I’ve structured this article is an interview, where I ask Varun some questions (denoted by A: in bold), he answers (denoted by V:), and we wrap-up with some tips for Telcos’ Digital Lifestyle plans.
A: Would you provide a quick intro to what GotoCamera offered to its customers?
V: GotoCamera was a cloud-based video surveillance service for consumers and SoHo businesses. The service made camera setup VERY easy (no ddns, nat, port forwarding, no static IP). It also recorded and stored snapshots and videos in the cloud, delivered security alerts via SMS, and enabled live access through the Web and mobile apps including iPhone, iPad, and Android. Customers paid US$ 9.95 per camera per month for this.
A: What was the most inspirational application of your service?
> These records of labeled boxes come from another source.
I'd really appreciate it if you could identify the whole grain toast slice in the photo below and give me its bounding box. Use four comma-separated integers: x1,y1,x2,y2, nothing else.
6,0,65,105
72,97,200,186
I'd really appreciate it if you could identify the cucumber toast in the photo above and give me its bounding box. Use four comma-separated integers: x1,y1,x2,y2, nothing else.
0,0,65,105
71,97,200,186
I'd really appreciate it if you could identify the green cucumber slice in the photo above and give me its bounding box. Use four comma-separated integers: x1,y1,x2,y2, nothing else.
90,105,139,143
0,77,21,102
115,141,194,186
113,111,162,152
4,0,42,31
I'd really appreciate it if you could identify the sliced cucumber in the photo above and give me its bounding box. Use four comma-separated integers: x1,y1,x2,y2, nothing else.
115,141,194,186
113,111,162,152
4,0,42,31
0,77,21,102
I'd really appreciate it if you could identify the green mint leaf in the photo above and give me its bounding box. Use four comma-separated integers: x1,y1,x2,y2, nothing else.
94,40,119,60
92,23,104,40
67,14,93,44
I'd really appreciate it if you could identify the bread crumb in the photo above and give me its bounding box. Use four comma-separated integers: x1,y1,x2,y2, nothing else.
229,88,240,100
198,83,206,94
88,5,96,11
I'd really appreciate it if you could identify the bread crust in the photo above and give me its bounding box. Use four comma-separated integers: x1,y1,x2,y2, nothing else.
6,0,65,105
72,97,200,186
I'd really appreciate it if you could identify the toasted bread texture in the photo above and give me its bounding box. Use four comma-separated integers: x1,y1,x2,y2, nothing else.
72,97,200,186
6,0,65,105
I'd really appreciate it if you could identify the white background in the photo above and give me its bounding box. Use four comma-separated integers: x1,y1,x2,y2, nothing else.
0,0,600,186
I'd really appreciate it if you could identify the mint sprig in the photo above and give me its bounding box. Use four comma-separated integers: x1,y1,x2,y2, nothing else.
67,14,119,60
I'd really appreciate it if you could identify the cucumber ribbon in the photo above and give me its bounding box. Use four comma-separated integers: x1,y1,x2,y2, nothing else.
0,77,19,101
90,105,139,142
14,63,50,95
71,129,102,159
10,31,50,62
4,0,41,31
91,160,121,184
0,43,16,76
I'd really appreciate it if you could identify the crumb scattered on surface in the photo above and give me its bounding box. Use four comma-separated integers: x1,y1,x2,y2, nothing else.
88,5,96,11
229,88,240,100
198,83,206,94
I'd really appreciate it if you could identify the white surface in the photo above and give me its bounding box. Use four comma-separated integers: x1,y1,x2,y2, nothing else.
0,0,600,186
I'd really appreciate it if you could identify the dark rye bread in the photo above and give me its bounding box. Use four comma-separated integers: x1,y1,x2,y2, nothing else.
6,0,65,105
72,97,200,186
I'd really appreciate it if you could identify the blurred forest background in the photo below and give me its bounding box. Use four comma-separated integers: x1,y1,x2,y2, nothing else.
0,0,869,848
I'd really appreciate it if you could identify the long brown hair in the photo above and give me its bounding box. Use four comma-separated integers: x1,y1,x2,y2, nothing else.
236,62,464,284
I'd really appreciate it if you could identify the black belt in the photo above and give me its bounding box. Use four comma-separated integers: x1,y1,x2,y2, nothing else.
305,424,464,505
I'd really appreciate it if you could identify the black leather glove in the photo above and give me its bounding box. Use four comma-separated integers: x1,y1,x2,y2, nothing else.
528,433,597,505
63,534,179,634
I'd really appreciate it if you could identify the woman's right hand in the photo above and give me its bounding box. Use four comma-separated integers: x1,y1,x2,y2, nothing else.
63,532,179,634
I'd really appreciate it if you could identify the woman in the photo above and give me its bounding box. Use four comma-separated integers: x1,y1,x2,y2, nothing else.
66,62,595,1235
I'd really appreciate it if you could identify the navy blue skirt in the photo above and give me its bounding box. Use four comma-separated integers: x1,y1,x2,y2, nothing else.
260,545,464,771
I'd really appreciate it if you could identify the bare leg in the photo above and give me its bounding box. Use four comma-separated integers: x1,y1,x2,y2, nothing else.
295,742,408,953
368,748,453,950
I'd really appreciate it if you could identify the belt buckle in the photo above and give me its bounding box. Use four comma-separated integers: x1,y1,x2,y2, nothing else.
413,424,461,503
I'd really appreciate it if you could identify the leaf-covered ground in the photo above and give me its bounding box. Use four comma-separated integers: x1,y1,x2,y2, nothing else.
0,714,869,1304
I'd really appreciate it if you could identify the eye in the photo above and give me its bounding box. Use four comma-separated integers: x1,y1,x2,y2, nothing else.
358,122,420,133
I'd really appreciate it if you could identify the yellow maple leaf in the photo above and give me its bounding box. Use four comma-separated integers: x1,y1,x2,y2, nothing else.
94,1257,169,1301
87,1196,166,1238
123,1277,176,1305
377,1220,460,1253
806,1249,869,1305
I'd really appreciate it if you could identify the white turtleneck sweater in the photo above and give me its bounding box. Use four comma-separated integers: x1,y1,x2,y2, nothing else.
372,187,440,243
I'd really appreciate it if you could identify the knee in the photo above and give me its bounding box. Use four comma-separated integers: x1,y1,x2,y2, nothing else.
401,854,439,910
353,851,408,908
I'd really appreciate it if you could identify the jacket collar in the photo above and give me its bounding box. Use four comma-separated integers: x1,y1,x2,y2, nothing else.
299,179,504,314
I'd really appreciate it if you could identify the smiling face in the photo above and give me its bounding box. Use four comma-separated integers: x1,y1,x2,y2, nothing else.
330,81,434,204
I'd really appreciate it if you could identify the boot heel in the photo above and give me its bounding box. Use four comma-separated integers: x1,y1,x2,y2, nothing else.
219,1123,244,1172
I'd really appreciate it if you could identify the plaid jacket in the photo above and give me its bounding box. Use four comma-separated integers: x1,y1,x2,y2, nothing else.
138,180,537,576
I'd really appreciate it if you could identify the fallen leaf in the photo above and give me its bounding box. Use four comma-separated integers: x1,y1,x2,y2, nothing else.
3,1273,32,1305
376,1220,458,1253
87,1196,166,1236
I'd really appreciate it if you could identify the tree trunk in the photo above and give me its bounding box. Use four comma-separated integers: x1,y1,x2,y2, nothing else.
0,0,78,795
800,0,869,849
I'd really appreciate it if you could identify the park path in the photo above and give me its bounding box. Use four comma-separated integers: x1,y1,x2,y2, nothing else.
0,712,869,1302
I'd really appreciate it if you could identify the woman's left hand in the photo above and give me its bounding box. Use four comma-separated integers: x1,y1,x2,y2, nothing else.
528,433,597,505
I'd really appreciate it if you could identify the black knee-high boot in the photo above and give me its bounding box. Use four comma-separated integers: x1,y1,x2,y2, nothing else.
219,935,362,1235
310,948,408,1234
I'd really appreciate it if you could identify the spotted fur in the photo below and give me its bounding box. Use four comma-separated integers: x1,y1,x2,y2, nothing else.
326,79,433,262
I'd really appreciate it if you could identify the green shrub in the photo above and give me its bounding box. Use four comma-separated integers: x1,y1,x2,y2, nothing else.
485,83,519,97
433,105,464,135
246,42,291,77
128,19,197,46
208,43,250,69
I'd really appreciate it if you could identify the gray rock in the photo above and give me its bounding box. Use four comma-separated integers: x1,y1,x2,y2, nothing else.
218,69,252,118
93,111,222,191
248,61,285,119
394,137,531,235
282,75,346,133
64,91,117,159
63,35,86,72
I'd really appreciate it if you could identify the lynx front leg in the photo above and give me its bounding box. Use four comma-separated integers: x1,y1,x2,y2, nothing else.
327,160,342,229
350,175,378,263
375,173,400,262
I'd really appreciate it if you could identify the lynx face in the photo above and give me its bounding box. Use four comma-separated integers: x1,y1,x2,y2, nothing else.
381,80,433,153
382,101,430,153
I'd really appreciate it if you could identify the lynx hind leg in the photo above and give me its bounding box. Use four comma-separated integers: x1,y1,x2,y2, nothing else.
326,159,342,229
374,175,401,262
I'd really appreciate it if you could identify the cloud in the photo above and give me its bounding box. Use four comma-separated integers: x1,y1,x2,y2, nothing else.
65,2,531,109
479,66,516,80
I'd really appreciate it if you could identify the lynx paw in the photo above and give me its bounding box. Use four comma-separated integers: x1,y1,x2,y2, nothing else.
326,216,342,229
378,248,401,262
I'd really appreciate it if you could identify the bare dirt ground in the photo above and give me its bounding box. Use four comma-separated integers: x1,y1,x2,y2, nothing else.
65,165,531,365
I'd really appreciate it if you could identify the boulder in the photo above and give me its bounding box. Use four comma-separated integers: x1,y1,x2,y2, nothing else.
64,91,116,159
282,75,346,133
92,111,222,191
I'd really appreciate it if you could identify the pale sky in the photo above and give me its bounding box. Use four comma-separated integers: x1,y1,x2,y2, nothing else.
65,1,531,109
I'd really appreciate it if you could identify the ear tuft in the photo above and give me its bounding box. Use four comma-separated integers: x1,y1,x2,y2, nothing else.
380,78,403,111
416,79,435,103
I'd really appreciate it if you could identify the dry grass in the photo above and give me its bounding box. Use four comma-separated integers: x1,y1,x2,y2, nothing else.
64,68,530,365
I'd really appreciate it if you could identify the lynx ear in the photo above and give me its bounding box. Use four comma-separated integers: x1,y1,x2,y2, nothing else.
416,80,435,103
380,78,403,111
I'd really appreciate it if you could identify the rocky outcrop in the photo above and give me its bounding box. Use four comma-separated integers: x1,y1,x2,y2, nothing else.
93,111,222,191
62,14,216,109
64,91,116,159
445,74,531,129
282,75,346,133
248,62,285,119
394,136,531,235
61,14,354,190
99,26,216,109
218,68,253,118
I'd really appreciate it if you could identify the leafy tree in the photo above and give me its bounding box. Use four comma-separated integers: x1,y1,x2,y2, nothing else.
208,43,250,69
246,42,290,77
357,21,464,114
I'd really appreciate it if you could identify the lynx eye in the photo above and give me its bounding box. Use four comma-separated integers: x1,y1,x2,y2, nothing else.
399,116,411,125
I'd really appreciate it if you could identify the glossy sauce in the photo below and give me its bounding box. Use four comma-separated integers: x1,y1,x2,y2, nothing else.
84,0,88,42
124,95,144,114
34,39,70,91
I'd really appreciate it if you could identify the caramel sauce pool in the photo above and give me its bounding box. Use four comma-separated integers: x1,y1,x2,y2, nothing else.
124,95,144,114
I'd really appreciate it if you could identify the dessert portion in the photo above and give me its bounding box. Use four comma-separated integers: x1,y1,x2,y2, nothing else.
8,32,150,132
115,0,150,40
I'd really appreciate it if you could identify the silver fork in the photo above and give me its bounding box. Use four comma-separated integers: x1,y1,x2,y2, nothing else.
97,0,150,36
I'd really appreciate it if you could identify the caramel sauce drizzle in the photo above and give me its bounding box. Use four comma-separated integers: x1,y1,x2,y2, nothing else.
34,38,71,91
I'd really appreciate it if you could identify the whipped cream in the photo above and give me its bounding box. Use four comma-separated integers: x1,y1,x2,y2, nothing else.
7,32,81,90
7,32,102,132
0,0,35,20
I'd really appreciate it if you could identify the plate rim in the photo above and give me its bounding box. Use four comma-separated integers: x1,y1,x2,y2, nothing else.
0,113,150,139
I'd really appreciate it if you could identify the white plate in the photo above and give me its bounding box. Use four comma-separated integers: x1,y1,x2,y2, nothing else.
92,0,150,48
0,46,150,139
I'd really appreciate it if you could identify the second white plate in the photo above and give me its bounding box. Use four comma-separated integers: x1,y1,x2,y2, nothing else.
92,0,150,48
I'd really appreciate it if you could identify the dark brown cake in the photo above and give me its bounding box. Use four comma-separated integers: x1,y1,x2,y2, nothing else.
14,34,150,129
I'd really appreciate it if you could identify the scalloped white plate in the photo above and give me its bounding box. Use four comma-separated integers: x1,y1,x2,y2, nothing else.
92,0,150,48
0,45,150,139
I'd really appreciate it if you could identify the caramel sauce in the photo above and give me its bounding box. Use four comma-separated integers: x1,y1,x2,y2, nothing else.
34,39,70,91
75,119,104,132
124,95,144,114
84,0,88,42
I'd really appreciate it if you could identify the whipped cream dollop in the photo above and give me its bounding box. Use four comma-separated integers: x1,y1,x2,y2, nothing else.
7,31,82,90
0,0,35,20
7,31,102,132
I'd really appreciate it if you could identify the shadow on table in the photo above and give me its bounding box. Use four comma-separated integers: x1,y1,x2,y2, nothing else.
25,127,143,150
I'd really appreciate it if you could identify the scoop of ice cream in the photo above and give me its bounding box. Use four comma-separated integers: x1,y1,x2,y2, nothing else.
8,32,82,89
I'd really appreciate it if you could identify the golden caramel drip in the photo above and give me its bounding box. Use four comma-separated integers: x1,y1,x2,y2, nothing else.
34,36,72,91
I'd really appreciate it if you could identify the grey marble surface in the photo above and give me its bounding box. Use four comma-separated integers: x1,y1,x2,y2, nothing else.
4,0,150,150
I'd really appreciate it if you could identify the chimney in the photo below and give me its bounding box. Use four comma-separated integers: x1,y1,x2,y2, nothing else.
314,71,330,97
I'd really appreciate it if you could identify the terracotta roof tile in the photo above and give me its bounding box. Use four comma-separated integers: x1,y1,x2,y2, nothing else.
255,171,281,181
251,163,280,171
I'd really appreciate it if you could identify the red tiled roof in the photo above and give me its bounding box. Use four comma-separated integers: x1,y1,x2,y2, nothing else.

V: The obvious application for the service is security and, indeed, the majority of our customers used GotoCamera for home and small business security, since the service could record video and save it offsite into the cloud when motion was detected AND could send an SMS alert and not just an “in-app notification”. The problem with in-app notifications that a number of newer cameras support natively is that these work only with iPhones and Android phones, and only when the customer is not roaming (since many roamers still disable data when roaming) – SMS, on the other hand, also works on feature phones, BlackBerrys, etc.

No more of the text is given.